Twenty ships carrying more than 1.2 million tonnes of US sorghum are on the water, US Department of Agriculture Federal Grain Inspection Service export inspections data showed.
Of the armada, valued at more than US$216 million, at least five vessels changed course within hours of China’s announcement of tariffs on US sorghum imports on Tuesday, Reuters shipping data showed.
The five shipments, all headed for China when they were loaded at Texas Gulf Coast export terminals owned by grain merchants Cargill Inc or Archer Daniels Midland Co (ADM), would be liable for a hefty deposit to be paid on their value, which could make the loads unprofitable to deliver.

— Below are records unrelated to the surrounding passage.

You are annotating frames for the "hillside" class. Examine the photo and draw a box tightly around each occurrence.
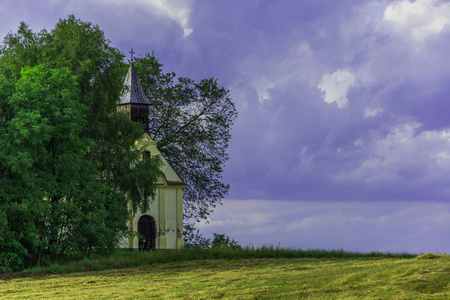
[1,254,449,299]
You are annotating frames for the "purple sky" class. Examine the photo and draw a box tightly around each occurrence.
[3,0,450,253]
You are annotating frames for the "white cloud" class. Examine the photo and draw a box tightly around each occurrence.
[144,0,193,37]
[383,0,450,42]
[318,69,356,108]
[254,79,275,103]
[240,41,320,104]
[285,215,333,232]
[433,152,450,167]
[335,122,450,185]
[198,199,450,253]
[363,107,383,118]
[62,0,194,37]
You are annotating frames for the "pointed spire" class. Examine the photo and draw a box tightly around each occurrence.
[119,64,151,105]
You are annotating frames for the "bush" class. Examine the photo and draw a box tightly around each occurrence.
[0,232,28,272]
[183,223,211,249]
[0,252,25,272]
[211,233,241,249]
[48,263,65,273]
[82,257,93,268]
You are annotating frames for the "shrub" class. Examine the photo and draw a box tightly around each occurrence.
[183,224,211,249]
[211,233,241,249]
[48,263,65,273]
[0,232,28,272]
[82,257,93,268]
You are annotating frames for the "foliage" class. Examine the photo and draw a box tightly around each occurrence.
[0,16,237,268]
[211,233,241,249]
[182,223,212,249]
[183,231,241,250]
[133,54,238,224]
[0,65,125,267]
[0,16,161,268]
[0,231,27,272]
[3,247,415,276]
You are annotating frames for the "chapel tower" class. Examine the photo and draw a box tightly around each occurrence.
[117,54,187,251]
[117,63,151,131]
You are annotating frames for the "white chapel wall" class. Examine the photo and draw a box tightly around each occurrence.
[116,189,160,249]
[165,188,177,249]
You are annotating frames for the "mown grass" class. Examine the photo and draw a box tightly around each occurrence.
[4,246,416,276]
[1,252,449,299]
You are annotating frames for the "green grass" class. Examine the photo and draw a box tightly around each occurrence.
[3,246,416,276]
[1,252,450,299]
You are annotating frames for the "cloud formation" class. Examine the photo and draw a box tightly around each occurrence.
[3,0,450,205]
[213,0,450,203]
[383,0,450,41]
[319,69,356,108]
[199,199,450,253]
[3,0,450,252]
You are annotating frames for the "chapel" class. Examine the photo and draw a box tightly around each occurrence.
[117,62,187,251]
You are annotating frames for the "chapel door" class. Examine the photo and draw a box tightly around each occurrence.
[138,215,156,250]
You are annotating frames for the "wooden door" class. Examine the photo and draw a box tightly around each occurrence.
[138,215,156,250]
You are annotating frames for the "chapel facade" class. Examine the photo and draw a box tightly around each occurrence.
[117,63,186,250]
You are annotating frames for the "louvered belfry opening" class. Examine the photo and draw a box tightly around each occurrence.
[117,103,149,131]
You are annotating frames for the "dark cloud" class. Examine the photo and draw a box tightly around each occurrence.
[4,0,450,204]
[3,0,450,251]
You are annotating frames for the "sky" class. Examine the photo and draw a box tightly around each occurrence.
[2,0,450,254]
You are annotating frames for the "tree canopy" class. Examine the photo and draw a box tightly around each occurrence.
[0,65,129,268]
[0,16,161,269]
[0,15,237,269]
[133,54,237,225]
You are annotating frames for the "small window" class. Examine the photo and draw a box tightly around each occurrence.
[143,151,151,159]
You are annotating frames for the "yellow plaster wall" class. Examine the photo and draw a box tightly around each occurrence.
[117,133,186,250]
[165,188,177,249]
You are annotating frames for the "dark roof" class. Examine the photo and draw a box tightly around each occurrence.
[119,64,151,105]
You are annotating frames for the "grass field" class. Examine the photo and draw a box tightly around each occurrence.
[1,251,450,299]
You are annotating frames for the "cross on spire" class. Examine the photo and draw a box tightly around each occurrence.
[129,48,135,62]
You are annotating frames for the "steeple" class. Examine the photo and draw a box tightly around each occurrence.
[119,64,151,105]
[118,63,151,130]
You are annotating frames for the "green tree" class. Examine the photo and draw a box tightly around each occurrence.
[0,15,237,260]
[0,17,162,267]
[0,16,161,213]
[134,54,237,228]
[0,77,29,271]
[0,65,118,266]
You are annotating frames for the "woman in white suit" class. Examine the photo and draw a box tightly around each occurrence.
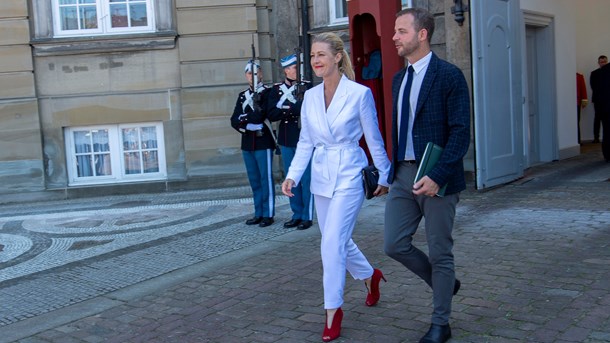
[281,32,391,342]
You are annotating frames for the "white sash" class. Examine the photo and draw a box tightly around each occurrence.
[242,89,254,112]
[242,84,266,112]
[276,84,297,108]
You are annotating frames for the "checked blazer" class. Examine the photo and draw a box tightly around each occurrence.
[388,52,470,195]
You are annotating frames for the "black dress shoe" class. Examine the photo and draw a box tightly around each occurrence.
[283,219,302,228]
[297,220,312,230]
[453,279,461,295]
[419,323,451,343]
[245,217,262,225]
[259,217,274,227]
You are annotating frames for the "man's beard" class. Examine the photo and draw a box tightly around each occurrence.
[399,39,419,58]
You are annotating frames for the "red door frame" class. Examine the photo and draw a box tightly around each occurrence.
[348,0,403,156]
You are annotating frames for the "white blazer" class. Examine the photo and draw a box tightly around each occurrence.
[286,75,390,198]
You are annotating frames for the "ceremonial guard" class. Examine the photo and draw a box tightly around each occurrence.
[230,61,276,227]
[268,54,314,230]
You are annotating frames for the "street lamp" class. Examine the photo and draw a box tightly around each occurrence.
[451,0,469,26]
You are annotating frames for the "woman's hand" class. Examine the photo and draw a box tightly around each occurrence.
[373,185,389,197]
[282,179,296,197]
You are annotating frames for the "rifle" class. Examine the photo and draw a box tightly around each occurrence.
[293,46,307,102]
[252,35,281,155]
[251,35,262,111]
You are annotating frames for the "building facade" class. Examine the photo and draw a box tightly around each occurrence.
[1,0,292,202]
[0,0,469,202]
[2,0,607,201]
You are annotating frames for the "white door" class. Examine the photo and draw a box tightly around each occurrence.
[471,0,524,189]
[526,26,541,165]
[522,14,558,165]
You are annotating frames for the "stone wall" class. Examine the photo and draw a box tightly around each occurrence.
[0,0,44,194]
[176,0,282,181]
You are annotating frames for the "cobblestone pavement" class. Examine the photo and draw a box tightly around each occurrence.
[0,145,609,343]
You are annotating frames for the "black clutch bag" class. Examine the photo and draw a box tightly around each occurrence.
[361,165,379,200]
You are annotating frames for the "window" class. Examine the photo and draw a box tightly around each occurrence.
[329,0,348,25]
[402,0,413,9]
[52,0,155,37]
[65,123,166,185]
[122,126,161,175]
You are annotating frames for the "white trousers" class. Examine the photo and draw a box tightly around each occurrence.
[315,189,374,309]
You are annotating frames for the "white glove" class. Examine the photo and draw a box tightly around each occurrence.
[246,123,263,131]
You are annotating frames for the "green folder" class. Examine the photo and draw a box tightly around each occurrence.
[414,142,447,197]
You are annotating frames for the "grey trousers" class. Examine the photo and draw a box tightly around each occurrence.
[384,162,459,325]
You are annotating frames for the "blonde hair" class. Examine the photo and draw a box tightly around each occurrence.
[312,32,355,81]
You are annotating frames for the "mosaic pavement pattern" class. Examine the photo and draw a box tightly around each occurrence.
[0,191,291,326]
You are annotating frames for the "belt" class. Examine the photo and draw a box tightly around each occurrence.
[313,142,360,180]
[400,160,417,164]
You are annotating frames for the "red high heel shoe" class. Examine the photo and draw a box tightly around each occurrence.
[365,268,386,306]
[322,308,343,342]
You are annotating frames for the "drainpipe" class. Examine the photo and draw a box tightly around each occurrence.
[301,0,312,81]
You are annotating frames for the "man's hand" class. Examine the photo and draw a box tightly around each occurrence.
[413,176,440,197]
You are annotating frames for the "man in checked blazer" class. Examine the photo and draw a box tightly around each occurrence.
[384,8,470,343]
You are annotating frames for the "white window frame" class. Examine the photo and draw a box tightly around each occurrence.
[64,122,167,186]
[402,0,413,9]
[329,0,348,26]
[52,0,156,37]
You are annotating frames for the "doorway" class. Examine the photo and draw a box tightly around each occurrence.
[523,13,558,166]
[525,26,541,165]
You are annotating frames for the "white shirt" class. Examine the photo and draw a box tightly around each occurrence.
[397,51,432,161]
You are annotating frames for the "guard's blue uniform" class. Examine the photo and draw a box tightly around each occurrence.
[267,79,313,222]
[230,84,275,220]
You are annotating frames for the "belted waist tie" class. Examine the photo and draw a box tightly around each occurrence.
[313,142,360,180]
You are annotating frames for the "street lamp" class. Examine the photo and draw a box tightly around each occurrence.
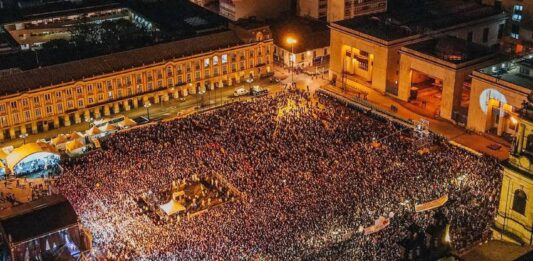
[144,101,152,120]
[286,37,297,86]
[85,117,94,128]
[19,133,28,145]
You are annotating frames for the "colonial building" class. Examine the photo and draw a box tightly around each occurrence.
[467,56,533,138]
[329,0,507,99]
[0,28,273,141]
[271,16,330,72]
[493,93,533,245]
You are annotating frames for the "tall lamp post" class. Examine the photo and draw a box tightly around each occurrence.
[144,102,152,120]
[287,37,297,85]
[19,133,28,145]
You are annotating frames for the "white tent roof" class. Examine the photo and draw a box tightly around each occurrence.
[86,126,101,136]
[159,199,186,216]
[118,118,137,128]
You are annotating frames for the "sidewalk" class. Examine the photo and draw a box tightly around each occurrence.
[321,84,510,160]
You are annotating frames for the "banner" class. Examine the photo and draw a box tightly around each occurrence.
[415,194,448,213]
[364,216,390,235]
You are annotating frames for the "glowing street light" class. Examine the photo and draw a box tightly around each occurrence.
[287,37,297,85]
[19,133,28,144]
[144,101,152,120]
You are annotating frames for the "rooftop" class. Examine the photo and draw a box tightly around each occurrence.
[332,0,504,42]
[125,0,229,39]
[0,0,120,24]
[0,195,78,244]
[476,55,533,90]
[403,36,496,65]
[271,16,330,53]
[0,30,244,96]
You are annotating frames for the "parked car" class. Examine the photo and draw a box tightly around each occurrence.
[233,87,248,97]
[250,85,268,96]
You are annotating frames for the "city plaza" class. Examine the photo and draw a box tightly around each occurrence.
[0,0,532,260]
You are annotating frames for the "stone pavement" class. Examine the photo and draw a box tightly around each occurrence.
[320,84,510,160]
[460,240,532,261]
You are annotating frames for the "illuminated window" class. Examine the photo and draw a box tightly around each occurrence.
[222,54,228,64]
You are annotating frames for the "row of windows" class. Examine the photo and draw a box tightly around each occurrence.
[0,48,271,115]
[0,66,271,127]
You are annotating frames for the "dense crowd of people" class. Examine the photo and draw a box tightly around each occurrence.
[56,91,501,260]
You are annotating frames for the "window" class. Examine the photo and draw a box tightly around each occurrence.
[358,59,369,71]
[76,86,83,94]
[213,56,219,65]
[0,116,7,127]
[77,99,84,108]
[483,28,489,43]
[55,91,61,98]
[204,58,210,68]
[88,97,94,104]
[97,83,103,92]
[195,71,201,81]
[10,101,16,109]
[512,189,527,215]
[57,103,63,113]
[136,74,142,84]
[35,108,41,118]
[166,66,173,77]
[0,104,4,112]
[222,54,228,64]
[21,99,29,107]
[33,97,40,105]
[67,100,74,109]
[24,110,31,121]
[107,80,113,90]
[46,105,53,114]
[204,69,210,78]
[167,78,173,87]
[87,84,93,93]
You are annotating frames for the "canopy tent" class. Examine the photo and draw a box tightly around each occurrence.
[86,126,101,136]
[118,118,137,128]
[159,199,186,216]
[6,143,59,171]
[65,140,85,152]
[99,123,118,132]
[68,132,84,141]
[50,135,68,146]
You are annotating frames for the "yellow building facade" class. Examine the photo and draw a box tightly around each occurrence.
[0,31,273,141]
[494,97,533,245]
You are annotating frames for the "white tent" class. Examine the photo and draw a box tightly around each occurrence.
[118,118,137,128]
[65,139,85,153]
[99,123,118,132]
[86,126,101,136]
[159,199,186,216]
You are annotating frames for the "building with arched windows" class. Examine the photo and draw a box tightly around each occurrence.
[494,93,533,245]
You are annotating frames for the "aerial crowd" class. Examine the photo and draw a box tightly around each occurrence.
[56,90,501,260]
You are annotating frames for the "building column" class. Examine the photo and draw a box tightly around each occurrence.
[132,98,139,109]
[153,95,160,104]
[113,103,120,114]
[31,122,38,134]
[43,122,49,131]
[103,105,111,116]
[123,101,131,111]
[63,115,71,127]
[94,108,101,119]
[173,91,180,99]
[0,130,4,141]
[84,110,91,121]
[9,128,16,139]
[20,125,27,135]
[182,88,189,97]
[209,82,215,91]
[74,112,81,124]
[162,93,170,102]
[53,117,60,128]
[497,111,505,136]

Beijing, which is probing US imports for damage to its domestic industry, on Tuesday announced that grains handlers would have to put up a deposit of 178.6 percent of the value of the shipments.
Cargill and ADM likely sold most of the grain in the cargoes that are on the water, traders said.
In a statement to Reuters on Thursday, Cargill confirmed that it is the exporter.
The firm declined to confirm what is in the ships, the final destinations or the tonnage, nor name the customers.
The company also declined to confirm why the ships stopped, or if they are being redirected, but said that it does not have any responsibility for costs that might result.
ADM representatives declined to comment.
For now, at least, two of the world’s largest grain merchants are among those feeling the effect of the latest trade tussle with China, even if it is just a short-term issue, Fitch Ratings senior director of corporate ratings Bill Densmore said.
“For their overall trade businesses, this is not that substantial, but it’s a warning,” Densmore said. “If China really does start slapping tariffs on everything, like soybeans and corn, things could get really ugly, really fast.”
Beijing’s move has heaped more strain on an already tense trade relationship between the world’s two largest economies.
Traders said the deposit was high enough to bring US imports to a halt.
Sorghum is used in livestock feed and a type of Chinese liquor.
The news had an immediate effect on the global grains market: Bids for cargoes of Australian sorghum, which are not subject to the higher tariffs, spiked following the announcement, traders said.
Industry sources in China said some of the cargoes might be redirected to Southeast Asian countries, such as Vietnam and the Philippines, to feed hog and poultry plants owned by Chinese feed producers.
However, those countries and others in the region are small importers of sorghum.
Vietnam has never imported US sorghum and the Philippines imported just 19,000 tonnes in the 2016-2017 season, department data showed.
China, by contrast, imported more than 5.2 million tonnes last season, nearly 10 times more than No. 2 importer Japan, the data showed.